The honest synthesis is that this is not a value setup and not an obvious bubble. The inversion centers near the price, the durability requirement is moderate, and the disagreement among methods is the information: pay the forward multiple only if you believe the brand portfolio compounds through the tariff cost shock. The reported-versus-record operating-income gap and the heavy stock-based compensation are the two reasons to discount the rosier free-cash-flow reads. The premium is for the moat holding, and the moat is precisely what the cost structure is testing.
Catalysts
The fiscal 2026 fourth-quarter print on May 20 was the most recent catalyst and a mixed one. Sales rose about 35 percent to $449 million and adjusted EPS of $0.32 beat the $0.29 consensus, but the company posted a GAAP loss and, more importantly, set fiscal 2027 guidance below the Street: adjusted EPS of $3.27 to $3.32 against a $3.62 estimate and revenue of $1.835 billion to $1.865 billion against roughly $1.866 billion expected. The next earnings report is the test of whether the tariff mitigation is tracking and whether Rhode's deceleration to about a 9 percentage-point contribution holds or worsens.
The dominant catalyst is the tariff and sourcing situation. With about 75 percent of volume made in China and a 55 percent import tariff in force, e.l.f. is working with suppliers to shift production to other countries and expects China to account for significantly less of output by the end of fiscal 2026. Progress on that relocation, and the decision to walk back some of last year's price increases amid a consumer pullback, are the swing variables for the margin trajectory. Watch also for Rhode's continued retail expansion after record launches with Sephora in the U.K. and Mecca in Australia and New Zealand, and for further analyst repositioning after B. Riley cut its target to $70 from $130 and the average target fell about 17 percent in three months.

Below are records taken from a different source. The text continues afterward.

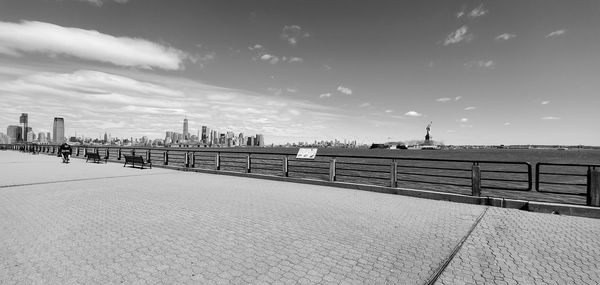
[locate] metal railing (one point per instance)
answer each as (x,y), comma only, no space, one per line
(566,179)
(376,170)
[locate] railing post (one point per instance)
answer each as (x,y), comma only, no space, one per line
(476,180)
(332,170)
(393,174)
(593,194)
(248,163)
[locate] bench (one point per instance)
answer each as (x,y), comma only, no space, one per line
(95,157)
(136,159)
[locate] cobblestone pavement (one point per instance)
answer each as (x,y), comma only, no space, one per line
(110,225)
(516,247)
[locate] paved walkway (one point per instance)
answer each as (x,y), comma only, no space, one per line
(84,223)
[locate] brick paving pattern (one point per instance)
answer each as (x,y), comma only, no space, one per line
(105,224)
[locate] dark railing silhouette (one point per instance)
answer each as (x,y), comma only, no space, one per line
(379,170)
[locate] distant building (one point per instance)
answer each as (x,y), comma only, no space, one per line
(25,121)
(14,133)
(42,137)
(260,140)
(58,130)
(4,139)
(186,135)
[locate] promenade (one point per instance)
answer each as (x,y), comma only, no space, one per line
(86,223)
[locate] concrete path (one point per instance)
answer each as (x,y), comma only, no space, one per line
(84,223)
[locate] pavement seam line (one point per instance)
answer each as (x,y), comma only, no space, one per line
(74,180)
(433,278)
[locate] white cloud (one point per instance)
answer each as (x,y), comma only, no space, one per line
(270,58)
(293,34)
(556,33)
(480,11)
(126,105)
(295,59)
(100,2)
(481,64)
(413,114)
(460,35)
(52,39)
(344,90)
(505,37)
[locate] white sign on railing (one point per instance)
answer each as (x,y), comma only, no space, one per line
(307,153)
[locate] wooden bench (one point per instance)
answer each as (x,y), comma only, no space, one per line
(95,157)
(136,159)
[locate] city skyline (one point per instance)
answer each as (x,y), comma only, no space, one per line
(503,72)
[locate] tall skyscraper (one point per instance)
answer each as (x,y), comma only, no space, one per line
(15,133)
(58,130)
(24,120)
(186,134)
(260,140)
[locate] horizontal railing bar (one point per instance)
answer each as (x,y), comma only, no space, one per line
(435,168)
(433,182)
(563,174)
(562,183)
(433,175)
(360,176)
(504,179)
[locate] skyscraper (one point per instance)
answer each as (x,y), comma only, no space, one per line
(58,130)
(24,120)
(186,135)
(14,132)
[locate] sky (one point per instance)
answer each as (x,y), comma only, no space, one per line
(481,72)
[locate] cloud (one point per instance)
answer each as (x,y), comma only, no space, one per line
(293,34)
(295,59)
(505,37)
(556,33)
(481,64)
(344,90)
(101,2)
(413,114)
(126,105)
(40,37)
(480,11)
(270,58)
(460,35)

Sources: StockTitan ELF Q4 FY2026, CNBC tariff price walk-back, Yahoo Finance Rhode performance, QuiverQuant tariff cost pressure.
Peer Cohorts (Per Segment, With Filing Citations)
e.l.f. Beauty (consolidated) (reported)
- COTY (COTY INC.)
- (no filing in the citation store)
- IPAR (INTERPARFUMS, INC.)
- (no filing in the citation store)
- OLPX (OLAPLEX HOLDINGS, INC.)
- (no filing in the citation store)
- EL (Estee Lauder Companies Inc)
- (no filing in the citation store)
- KVUE (Kenvue Inc.)
- (no filing in the citation store)
- CHD (CHURCH & DWIGHT CO., INC.)
- (no filing in the citation store)
Methodology Note
- Priced-in inversion: the valuation is inverted on the current price to recover the operating-income growth, duration, and steady-state margin the price embeds (ROE for financials, FFO growth for REITs).
- Valuation x-ray: the valuation models, grouped into four families (asset, earnings, relative, growth). Each model is expressed as a price/FV ratio (distance from price), not a point fair-value estimate. The spread across families is the disagreement.
- Solvency: net cash/debt, net-debt-to-NOPAT, interest coverage, and share-count CAGR from EDGAR financials (net debt / FFO and fixed-charge coverage for REITs; regulatory-capital framing for financials).
- Peer cohorts: per-segment comparables with deep-linkable SEC filing citations.
Fundamentals sourced from SEC EDGAR filings. Current price from Databento. The priced-in inversion and valuation x-ray are computed by the boothcheck engine; narrative composed by AI from the structured data.